Eliminação de resíduos
A última função essencial do sistema digestivo é a eliminação daquilo que não foi digerido nem absorvido. As fezes, formadas no intestino grosso, são armazenadas no reto e expelidas através do ânus, num processo designado defecação. Esta função é indispensável para a remoção de substâncias não aproveitáveis, toxinas e produtos residuais do metabolismo, contribuindo para a manutenção do equilíbrio interno do organismo, ou homeostasia.
Funções hormonais e reguladoras
Para além da digestão, absorção e eliminação, o sistema digestivo desempenha também um papel endócrino relevante. O pâncreas, por exemplo, produz hormonas como a insulina e o glucagon, essenciais para a regulação dos níveis de glicose no sangue. O estômago e o intestino produzem ainda hormonas como a gastrina, a colecistoquinina e a grelina, que regulam o apetite, a secreção de sucos digestivos e a motilidade intestinal, coordenando todo o processo digestivo de forma integrada.
Perguntas frequentes
Quais são as três funções principais do sistema digestivo?

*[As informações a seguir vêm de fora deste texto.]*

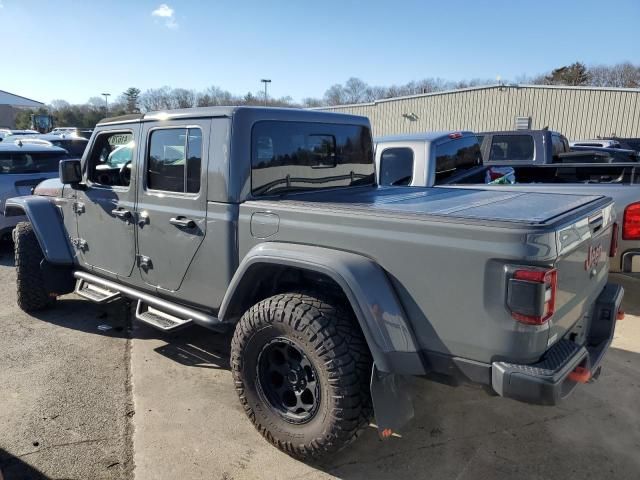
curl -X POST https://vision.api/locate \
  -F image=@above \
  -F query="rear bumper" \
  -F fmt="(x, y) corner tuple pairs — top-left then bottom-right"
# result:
(621, 250), (640, 276)
(491, 283), (624, 405)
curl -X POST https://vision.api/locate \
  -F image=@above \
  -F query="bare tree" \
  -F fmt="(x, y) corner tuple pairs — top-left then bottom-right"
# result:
(170, 88), (196, 108)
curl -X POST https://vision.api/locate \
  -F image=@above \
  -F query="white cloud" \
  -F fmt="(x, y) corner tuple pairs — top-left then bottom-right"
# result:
(151, 3), (173, 18)
(152, 0), (178, 30)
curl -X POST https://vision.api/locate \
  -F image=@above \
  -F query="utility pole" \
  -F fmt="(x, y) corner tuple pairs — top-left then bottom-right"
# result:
(260, 78), (271, 107)
(100, 93), (111, 115)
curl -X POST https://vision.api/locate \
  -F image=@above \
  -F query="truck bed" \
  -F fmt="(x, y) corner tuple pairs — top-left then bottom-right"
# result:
(238, 187), (612, 363)
(268, 187), (604, 227)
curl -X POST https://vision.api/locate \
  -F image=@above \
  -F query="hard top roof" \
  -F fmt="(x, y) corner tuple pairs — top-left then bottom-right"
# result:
(0, 142), (67, 153)
(476, 128), (562, 135)
(98, 106), (365, 125)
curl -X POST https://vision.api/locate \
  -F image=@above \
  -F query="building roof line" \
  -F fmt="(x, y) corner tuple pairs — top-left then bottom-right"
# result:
(310, 83), (640, 110)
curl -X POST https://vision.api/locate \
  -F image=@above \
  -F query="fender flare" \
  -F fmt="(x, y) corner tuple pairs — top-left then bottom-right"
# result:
(4, 196), (73, 265)
(218, 242), (426, 375)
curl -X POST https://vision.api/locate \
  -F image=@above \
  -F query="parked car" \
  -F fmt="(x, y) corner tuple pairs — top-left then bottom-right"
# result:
(562, 146), (640, 163)
(569, 138), (621, 148)
(5, 107), (623, 458)
(608, 137), (640, 152)
(0, 142), (69, 239)
(375, 132), (640, 276)
(0, 128), (38, 142)
(4, 134), (89, 158)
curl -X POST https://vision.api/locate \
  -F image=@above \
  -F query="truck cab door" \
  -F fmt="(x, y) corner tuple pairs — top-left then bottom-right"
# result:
(136, 119), (211, 291)
(73, 123), (140, 278)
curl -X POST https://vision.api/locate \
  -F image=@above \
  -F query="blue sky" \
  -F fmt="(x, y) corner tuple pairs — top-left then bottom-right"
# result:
(0, 0), (640, 103)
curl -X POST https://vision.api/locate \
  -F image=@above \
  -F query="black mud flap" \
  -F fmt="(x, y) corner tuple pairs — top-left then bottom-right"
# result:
(371, 364), (414, 438)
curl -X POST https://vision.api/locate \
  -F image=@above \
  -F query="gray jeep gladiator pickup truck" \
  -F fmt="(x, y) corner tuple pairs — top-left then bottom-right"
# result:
(5, 107), (623, 459)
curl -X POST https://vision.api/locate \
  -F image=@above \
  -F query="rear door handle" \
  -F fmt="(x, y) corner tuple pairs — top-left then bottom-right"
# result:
(169, 217), (196, 228)
(111, 208), (131, 220)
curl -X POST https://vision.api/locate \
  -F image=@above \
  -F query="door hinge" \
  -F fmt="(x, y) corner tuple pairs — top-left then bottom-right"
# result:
(73, 202), (85, 214)
(71, 238), (89, 252)
(138, 255), (153, 272)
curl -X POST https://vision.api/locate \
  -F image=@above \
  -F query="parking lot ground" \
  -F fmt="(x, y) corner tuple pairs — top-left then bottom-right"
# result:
(0, 236), (640, 480)
(0, 245), (133, 480)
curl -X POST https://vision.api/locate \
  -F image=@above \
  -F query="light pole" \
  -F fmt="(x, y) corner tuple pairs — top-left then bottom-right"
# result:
(100, 93), (111, 115)
(260, 78), (271, 107)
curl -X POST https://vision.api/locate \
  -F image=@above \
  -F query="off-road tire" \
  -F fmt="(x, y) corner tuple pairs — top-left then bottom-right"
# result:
(231, 293), (373, 460)
(13, 222), (56, 312)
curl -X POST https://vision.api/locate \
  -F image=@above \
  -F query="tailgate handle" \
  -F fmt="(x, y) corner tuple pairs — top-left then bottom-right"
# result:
(589, 215), (603, 233)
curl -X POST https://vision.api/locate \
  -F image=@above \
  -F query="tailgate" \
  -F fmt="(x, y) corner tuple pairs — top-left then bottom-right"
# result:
(549, 203), (616, 345)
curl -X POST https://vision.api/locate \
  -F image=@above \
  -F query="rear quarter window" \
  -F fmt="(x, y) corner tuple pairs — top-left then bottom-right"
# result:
(435, 136), (482, 185)
(489, 135), (535, 161)
(380, 147), (413, 185)
(251, 120), (375, 196)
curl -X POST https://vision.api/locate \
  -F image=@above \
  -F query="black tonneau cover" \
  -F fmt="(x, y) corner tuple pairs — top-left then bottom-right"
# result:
(272, 187), (610, 226)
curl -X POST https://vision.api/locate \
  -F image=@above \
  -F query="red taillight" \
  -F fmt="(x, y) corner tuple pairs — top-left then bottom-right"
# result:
(509, 268), (558, 325)
(622, 202), (640, 240)
(609, 223), (620, 258)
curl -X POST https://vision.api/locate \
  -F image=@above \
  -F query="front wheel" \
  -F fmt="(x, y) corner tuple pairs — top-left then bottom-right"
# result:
(13, 222), (56, 312)
(231, 293), (372, 459)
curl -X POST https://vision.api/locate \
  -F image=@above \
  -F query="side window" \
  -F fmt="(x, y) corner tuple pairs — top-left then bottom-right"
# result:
(87, 131), (135, 187)
(435, 136), (482, 185)
(551, 135), (564, 158)
(147, 128), (202, 193)
(380, 148), (413, 185)
(489, 135), (534, 161)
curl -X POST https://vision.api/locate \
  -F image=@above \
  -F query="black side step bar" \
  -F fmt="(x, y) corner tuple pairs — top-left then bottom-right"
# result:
(73, 271), (226, 332)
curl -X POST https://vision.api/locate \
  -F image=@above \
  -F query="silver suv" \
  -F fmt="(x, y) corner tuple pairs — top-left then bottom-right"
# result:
(0, 142), (68, 238)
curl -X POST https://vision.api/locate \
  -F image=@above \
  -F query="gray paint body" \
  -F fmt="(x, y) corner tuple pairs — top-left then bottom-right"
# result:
(375, 136), (640, 276)
(5, 108), (613, 382)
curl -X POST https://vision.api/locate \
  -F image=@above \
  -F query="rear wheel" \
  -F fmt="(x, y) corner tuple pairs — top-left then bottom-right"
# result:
(231, 293), (372, 459)
(13, 222), (56, 312)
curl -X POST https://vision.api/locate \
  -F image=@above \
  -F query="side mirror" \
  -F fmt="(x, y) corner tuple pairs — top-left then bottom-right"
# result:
(58, 160), (82, 187)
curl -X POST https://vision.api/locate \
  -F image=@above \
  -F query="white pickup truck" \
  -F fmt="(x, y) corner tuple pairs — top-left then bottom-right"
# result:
(374, 131), (640, 277)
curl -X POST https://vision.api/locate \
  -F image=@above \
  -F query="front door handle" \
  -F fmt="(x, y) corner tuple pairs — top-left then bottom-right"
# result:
(169, 217), (196, 228)
(111, 208), (131, 220)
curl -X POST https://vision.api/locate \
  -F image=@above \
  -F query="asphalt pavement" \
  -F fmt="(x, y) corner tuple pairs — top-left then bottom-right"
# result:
(0, 238), (640, 480)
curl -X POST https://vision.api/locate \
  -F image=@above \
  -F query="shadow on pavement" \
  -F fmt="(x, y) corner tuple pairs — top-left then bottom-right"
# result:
(313, 348), (640, 480)
(0, 448), (50, 480)
(155, 327), (232, 370)
(32, 296), (232, 370)
(609, 273), (640, 316)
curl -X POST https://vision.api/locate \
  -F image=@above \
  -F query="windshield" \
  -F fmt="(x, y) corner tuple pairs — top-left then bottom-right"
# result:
(101, 140), (134, 168)
(251, 121), (375, 195)
(0, 152), (67, 174)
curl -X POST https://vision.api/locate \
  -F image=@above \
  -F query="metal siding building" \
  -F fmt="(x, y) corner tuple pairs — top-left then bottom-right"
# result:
(320, 85), (640, 140)
(0, 90), (44, 128)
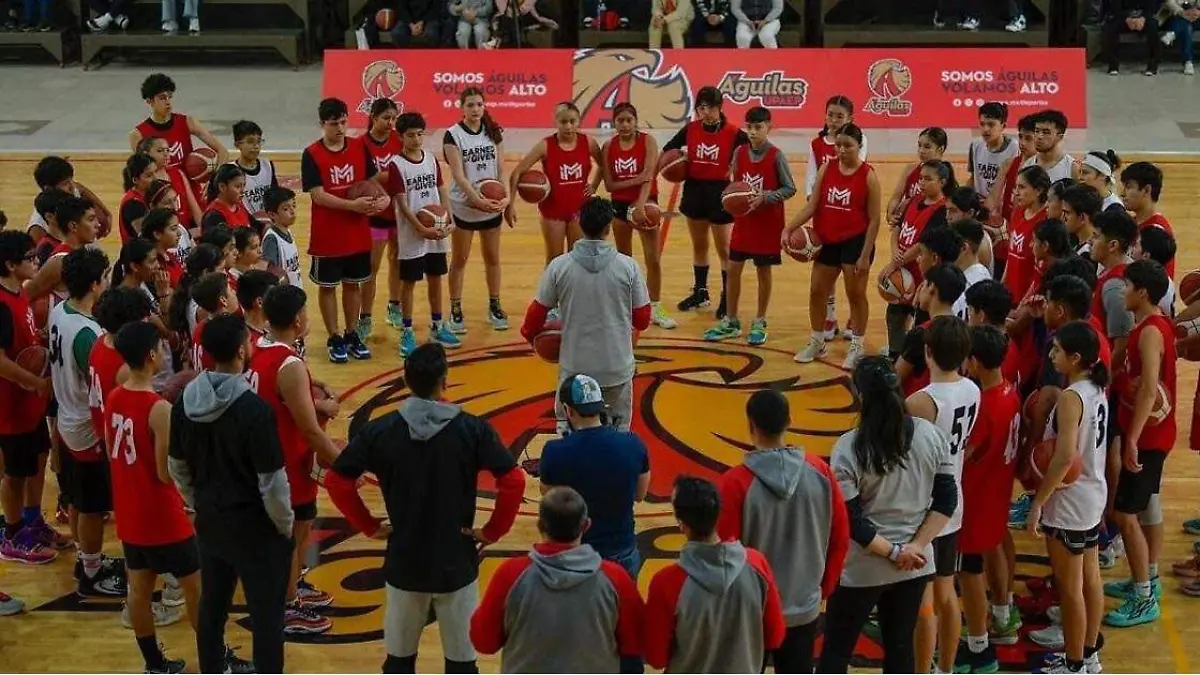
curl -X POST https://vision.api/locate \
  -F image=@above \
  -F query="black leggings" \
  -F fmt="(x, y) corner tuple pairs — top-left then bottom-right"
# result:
(817, 577), (930, 673)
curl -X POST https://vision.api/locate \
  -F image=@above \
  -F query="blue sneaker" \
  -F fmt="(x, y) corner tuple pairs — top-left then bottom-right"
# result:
(400, 325), (416, 359)
(430, 322), (462, 350)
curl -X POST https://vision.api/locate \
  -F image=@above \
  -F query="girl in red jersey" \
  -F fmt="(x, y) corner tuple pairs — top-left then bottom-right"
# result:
(505, 101), (604, 264)
(1003, 165), (1050, 303)
(662, 86), (750, 318)
(356, 96), (404, 340)
(200, 165), (252, 232)
(116, 153), (155, 244)
(600, 103), (676, 329)
(877, 160), (958, 356)
(781, 124), (883, 368)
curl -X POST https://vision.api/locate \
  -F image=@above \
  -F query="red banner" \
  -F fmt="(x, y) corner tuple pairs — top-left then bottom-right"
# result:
(324, 48), (1087, 130)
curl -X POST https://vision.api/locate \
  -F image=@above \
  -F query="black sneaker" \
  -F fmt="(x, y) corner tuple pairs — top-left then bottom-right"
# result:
(676, 288), (710, 312)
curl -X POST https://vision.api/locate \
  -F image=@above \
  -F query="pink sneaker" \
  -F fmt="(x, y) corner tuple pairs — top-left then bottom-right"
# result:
(0, 527), (59, 565)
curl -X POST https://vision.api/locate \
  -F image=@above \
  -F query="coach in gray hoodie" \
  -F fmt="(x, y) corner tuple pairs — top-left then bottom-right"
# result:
(521, 197), (650, 434)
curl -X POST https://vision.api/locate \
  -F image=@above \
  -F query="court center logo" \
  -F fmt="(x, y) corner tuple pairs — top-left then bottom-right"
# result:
(863, 59), (912, 118)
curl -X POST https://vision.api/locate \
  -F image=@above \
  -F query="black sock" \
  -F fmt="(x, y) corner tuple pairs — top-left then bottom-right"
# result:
(137, 633), (166, 670)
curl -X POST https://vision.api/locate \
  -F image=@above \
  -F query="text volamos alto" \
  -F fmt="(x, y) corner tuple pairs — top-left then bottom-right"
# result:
(433, 72), (547, 97)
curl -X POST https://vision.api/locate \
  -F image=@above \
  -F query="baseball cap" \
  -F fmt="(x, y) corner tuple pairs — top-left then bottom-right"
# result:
(558, 375), (606, 417)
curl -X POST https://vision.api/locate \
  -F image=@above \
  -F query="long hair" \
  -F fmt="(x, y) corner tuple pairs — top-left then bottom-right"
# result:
(851, 357), (913, 476)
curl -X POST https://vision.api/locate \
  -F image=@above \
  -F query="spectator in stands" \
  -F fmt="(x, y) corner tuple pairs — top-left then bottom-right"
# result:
(1160, 0), (1200, 74)
(650, 0), (696, 49)
(691, 0), (738, 47)
(450, 0), (494, 49)
(1104, 0), (1163, 76)
(730, 0), (784, 49)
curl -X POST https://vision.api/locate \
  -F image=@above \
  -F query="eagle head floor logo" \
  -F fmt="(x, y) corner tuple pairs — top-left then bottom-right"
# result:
(358, 59), (408, 115)
(863, 59), (912, 118)
(572, 49), (691, 129)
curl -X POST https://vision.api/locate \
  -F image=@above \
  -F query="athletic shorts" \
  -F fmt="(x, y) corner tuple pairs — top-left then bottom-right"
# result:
(121, 536), (200, 579)
(679, 179), (733, 225)
(454, 214), (504, 232)
(812, 232), (875, 267)
(1112, 450), (1166, 514)
(400, 253), (450, 282)
(1042, 524), (1100, 555)
(308, 251), (371, 286)
(730, 249), (784, 267)
(0, 419), (50, 478)
(934, 532), (959, 577)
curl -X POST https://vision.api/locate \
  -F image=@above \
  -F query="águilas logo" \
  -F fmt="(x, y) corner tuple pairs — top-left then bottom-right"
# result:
(716, 71), (809, 108)
(863, 59), (912, 118)
(358, 59), (407, 115)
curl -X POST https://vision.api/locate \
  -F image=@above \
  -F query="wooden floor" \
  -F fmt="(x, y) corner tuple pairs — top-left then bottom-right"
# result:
(0, 156), (1200, 673)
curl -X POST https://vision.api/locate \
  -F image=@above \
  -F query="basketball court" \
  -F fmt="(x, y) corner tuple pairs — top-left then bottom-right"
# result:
(0, 61), (1200, 673)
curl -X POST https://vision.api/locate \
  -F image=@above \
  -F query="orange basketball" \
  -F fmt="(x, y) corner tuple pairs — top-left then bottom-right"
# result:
(533, 321), (563, 363)
(517, 169), (550, 204)
(659, 150), (688, 183)
(184, 147), (217, 183)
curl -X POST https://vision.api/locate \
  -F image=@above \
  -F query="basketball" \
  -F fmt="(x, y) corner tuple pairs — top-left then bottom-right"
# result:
(517, 169), (550, 204)
(533, 321), (563, 363)
(184, 148), (217, 183)
(721, 180), (757, 216)
(880, 267), (917, 305)
(784, 225), (821, 263)
(376, 10), (396, 30)
(659, 150), (688, 183)
(625, 202), (662, 229)
(475, 178), (509, 202)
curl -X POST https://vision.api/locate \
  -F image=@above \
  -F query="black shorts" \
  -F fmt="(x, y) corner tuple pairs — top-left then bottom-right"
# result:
(679, 179), (733, 225)
(1112, 450), (1166, 514)
(400, 253), (450, 282)
(308, 251), (371, 286)
(121, 536), (200, 579)
(0, 419), (50, 478)
(812, 232), (875, 267)
(730, 249), (784, 267)
(934, 532), (959, 577)
(454, 214), (504, 232)
(1042, 524), (1100, 555)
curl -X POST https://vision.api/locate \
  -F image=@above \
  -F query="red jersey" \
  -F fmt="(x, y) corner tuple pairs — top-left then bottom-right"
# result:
(1004, 207), (1046, 303)
(730, 144), (786, 256)
(605, 131), (659, 201)
(812, 162), (871, 244)
(1117, 311), (1176, 453)
(0, 286), (49, 436)
(685, 120), (738, 181)
(103, 387), (196, 546)
(959, 382), (1021, 554)
(246, 338), (317, 506)
(300, 136), (376, 257)
(538, 133), (592, 222)
(88, 335), (125, 438)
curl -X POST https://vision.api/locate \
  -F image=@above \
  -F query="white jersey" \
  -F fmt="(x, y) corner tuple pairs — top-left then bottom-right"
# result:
(922, 377), (979, 537)
(263, 226), (304, 288)
(1042, 380), (1112, 530)
(391, 151), (450, 261)
(238, 157), (277, 215)
(442, 123), (500, 222)
(49, 303), (102, 452)
(967, 136), (1021, 197)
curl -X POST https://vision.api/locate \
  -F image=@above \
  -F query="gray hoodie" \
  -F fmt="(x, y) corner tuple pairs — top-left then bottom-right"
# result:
(536, 239), (650, 387)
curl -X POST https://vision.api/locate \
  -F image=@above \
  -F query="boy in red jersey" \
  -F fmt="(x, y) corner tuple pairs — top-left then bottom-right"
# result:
(1104, 261), (1176, 628)
(300, 98), (390, 363)
(955, 325), (1021, 673)
(107, 321), (200, 673)
(246, 286), (338, 635)
(704, 106), (796, 345)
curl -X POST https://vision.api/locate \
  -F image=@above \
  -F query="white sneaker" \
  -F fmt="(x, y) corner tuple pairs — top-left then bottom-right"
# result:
(796, 335), (826, 363)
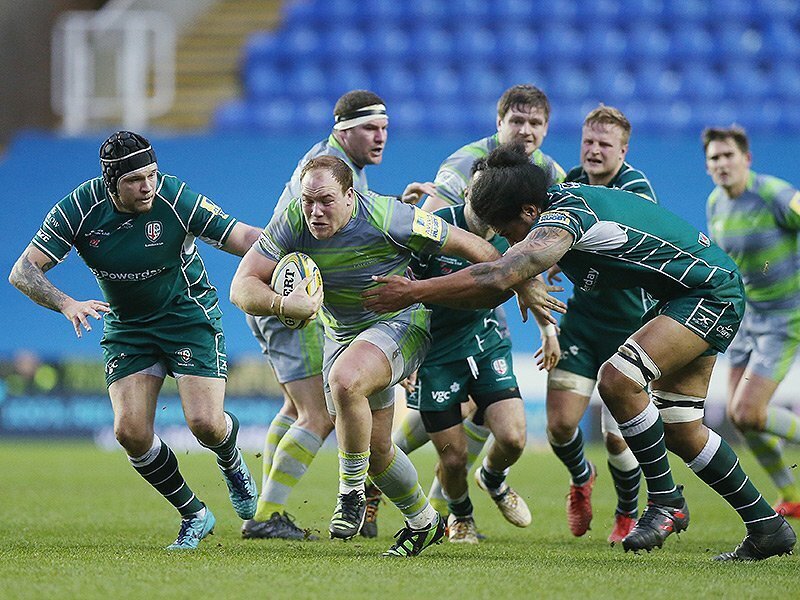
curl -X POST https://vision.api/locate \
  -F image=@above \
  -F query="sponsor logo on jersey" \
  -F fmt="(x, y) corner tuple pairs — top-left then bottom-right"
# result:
(581, 267), (600, 292)
(411, 208), (444, 242)
(536, 210), (570, 225)
(686, 304), (719, 336)
(492, 358), (508, 375)
(144, 221), (164, 242)
(200, 196), (228, 219)
(89, 267), (166, 281)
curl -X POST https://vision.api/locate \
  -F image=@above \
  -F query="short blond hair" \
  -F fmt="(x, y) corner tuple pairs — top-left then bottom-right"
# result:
(583, 103), (631, 144)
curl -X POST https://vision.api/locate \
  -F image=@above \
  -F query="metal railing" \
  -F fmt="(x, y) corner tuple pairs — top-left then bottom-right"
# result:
(51, 0), (176, 135)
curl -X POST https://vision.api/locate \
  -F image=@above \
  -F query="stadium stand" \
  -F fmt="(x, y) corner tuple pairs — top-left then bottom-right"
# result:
(175, 0), (800, 133)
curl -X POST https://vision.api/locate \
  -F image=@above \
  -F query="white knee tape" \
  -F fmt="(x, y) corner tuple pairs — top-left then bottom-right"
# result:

As três funções mais frequentemente destacadas são a digestão dos alimentos, a absorção dos nutrientes resultantes e a eliminação dos resíduos não aproveitados pelo organismo.
Qual é o órgão mais importante na absorção de nutrientes?
O intestino delgado é o principal órgão de absorção, graças às suas vilosidades e microvilosidades, que aumentam significativamente a superfície de contacto com os nutrientes.
Para que serve a microbiota intestinal?
A microbiota intestinal ajuda a digerir fibras, produz certas vitaminas, regula o sistema imunitário e protege o organismo contra microrganismos patogénicos, além de influenciar outros sistemas, como o sistema nervoso.
Que órgãos produzem enzimas digestivas?
As glândulas salivares, o estômago, o pâncreas e o intestino delgado produzem enzimas digestivas que atuam sobre hidratos de carbono, proteínas e gorduras.
Que consequências tem uma disfunção do sistema digestivo?
Uma disfunção pode comprometer a absorção de nutrientes, causar desequilíbrios de água e eletrólitos, alterar a microbiota intestinal e afetar negativamente a imunidade e o bem-estar geral.